I would think courts would have to come to terms with these realities too. It wouldn’t mean that whatever the accused did wrong in their life was morally acceptable, rather that the perpetrator is no longer with us and therefore beyond the reach of punishment.

p.s. Some commentators have asserted that Janner’s dementia is faked, pointing to a 1991 fake (and egregiously mishandled) case involving convicted fraudster Ernest Saunders. Given that Saunders was 56 at the time and Janner is 86 (i.e., risk of dementia over 200 times higher), and that neurological scanning technology has come a long way in the past quarter century, and that Janner has been examined by 4 medical experts and Saunders was diagnosed by one, that’s a facile comparison. But in any case, it’s not relevant to my ethical question: If someone truly is demented, should we still punish them for what they did when they were intact?

Comments

  1. paulwallich says

    In addition to the punitive issues, there are the utilitarian ones: what official actions will prevent the accused — assuming for the moment that they're guilty — from offending again? In my neck of the woods (yes, anecdata, but that's really all we have) there was a case of an older child molester who served a sentence, was released, and then went on to molest even more children, trading on his grandfatherly persona (he was well past 70) to get children to trust him and adults to trust him with their children. Unless the dementia is of a kind that prevents re-offense, you've still got to do something to protect potential victims. Does that mean some other kind of court-enforced close supervision rather than a traditional prison?

    From a societal point of view, it's also more than a little skeevy that this question comes up (apparently) only in the context of rich, powerful men who managed to evade being tried for their crimes until they reached an age where reputable diagnosticians would certify them as demented. Countries are still trying and deporting one-time concentration-camp guards, keeping poor mentally ill criminals jailed (or in the case of the US, executing them) and generally visiting judicial injustice on people without the social and financial capital to make a good showing among the intelligentsia.

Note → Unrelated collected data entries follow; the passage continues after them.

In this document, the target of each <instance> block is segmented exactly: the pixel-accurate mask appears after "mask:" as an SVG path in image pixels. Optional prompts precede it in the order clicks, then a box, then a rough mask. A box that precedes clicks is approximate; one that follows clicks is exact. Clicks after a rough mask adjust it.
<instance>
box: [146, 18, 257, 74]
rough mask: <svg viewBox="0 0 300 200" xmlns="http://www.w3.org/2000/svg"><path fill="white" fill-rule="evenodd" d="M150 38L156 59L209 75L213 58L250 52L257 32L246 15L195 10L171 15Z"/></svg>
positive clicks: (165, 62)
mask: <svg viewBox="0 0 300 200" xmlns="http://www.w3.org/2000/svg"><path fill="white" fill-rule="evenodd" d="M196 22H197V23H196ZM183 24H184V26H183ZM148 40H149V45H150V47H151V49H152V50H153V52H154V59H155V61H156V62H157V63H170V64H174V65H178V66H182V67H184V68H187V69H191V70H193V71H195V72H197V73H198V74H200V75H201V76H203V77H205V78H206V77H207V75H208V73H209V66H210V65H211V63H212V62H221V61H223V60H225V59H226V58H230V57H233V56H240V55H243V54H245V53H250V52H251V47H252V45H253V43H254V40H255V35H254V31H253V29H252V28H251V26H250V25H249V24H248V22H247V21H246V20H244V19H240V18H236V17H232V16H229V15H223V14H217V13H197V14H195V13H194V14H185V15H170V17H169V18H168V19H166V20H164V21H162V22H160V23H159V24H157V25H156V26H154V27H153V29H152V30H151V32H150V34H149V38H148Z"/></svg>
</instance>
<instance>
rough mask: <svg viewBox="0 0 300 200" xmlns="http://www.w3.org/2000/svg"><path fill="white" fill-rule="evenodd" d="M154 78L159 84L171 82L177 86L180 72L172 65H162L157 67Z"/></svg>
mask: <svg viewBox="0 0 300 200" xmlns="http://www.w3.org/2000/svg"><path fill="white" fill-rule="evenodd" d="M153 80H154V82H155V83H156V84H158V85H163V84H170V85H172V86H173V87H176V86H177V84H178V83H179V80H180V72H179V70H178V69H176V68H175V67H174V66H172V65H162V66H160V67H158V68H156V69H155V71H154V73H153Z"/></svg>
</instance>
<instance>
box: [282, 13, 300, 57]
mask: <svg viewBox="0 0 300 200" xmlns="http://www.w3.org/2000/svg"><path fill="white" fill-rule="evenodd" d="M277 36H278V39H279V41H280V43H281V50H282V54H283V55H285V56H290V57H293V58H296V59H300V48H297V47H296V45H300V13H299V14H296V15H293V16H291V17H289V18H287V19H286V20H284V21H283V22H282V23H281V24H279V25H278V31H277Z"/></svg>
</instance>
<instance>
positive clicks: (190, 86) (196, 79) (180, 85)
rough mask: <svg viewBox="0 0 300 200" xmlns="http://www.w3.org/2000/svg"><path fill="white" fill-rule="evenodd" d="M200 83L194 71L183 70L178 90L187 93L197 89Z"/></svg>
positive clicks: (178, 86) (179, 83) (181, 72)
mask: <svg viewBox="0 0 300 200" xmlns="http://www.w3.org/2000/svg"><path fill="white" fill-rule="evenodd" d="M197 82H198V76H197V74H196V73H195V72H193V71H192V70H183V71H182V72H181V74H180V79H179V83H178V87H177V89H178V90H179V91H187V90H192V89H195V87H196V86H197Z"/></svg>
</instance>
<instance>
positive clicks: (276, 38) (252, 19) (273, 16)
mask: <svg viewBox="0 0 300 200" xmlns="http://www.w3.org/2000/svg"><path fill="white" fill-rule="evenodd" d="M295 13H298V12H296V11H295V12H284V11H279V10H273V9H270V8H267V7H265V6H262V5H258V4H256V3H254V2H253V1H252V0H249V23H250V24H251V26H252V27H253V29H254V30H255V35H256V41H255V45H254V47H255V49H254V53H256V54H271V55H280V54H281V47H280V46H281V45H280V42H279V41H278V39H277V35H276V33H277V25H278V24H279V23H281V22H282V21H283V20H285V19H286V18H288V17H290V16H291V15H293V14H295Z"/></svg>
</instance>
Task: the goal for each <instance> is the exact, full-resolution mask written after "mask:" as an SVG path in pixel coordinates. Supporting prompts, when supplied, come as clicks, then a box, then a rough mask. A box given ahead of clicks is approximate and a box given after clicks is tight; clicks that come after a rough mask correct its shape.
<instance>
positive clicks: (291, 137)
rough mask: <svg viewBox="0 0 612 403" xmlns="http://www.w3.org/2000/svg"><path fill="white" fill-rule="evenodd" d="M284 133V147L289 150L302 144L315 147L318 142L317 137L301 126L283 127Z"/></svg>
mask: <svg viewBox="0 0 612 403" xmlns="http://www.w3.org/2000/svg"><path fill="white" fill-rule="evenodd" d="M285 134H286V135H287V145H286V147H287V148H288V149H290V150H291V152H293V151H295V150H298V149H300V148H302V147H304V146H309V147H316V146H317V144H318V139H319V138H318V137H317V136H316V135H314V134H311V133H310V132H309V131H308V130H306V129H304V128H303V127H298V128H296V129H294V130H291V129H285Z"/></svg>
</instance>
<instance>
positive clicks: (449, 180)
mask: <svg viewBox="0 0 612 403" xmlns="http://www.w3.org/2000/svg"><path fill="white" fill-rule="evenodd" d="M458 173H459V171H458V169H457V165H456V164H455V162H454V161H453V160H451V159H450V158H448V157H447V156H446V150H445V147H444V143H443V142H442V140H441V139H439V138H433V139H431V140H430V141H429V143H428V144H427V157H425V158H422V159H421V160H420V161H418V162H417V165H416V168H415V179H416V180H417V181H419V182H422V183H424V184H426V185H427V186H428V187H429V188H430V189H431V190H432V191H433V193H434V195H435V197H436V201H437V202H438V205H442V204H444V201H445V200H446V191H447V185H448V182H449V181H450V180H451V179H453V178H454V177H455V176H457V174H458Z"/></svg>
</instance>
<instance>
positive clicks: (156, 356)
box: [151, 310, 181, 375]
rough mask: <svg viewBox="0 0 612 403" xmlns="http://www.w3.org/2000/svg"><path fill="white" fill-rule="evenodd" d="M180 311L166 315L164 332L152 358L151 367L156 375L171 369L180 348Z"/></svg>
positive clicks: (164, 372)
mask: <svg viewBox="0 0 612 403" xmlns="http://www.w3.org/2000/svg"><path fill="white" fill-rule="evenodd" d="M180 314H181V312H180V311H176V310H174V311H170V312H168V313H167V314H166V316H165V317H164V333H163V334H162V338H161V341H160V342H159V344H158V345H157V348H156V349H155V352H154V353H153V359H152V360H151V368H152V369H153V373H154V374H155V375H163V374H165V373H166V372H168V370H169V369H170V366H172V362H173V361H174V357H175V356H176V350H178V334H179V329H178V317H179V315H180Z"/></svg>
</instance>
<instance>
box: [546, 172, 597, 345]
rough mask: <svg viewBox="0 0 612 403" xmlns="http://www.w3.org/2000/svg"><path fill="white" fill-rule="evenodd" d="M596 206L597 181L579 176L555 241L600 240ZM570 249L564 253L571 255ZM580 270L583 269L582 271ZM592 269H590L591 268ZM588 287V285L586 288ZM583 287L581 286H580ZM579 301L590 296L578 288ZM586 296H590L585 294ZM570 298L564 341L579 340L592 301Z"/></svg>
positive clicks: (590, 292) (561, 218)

    Also sobering here: consider the number of people tried and jailed for child-abuse conspiracies during the 80s — many of those conspiracies now being widely accepted as having only existed in the fevered minds of ambitious prosecutors. Once again, not people with a lot of financial and social capital.

  2. cartman94501 says

    I'm not a fan of punishment in general, but of keeping offenders away from likely victims. If this guy is truly demented, he needs round-the-clock care. It sounds like opportunities to re-offend in future will be very limited.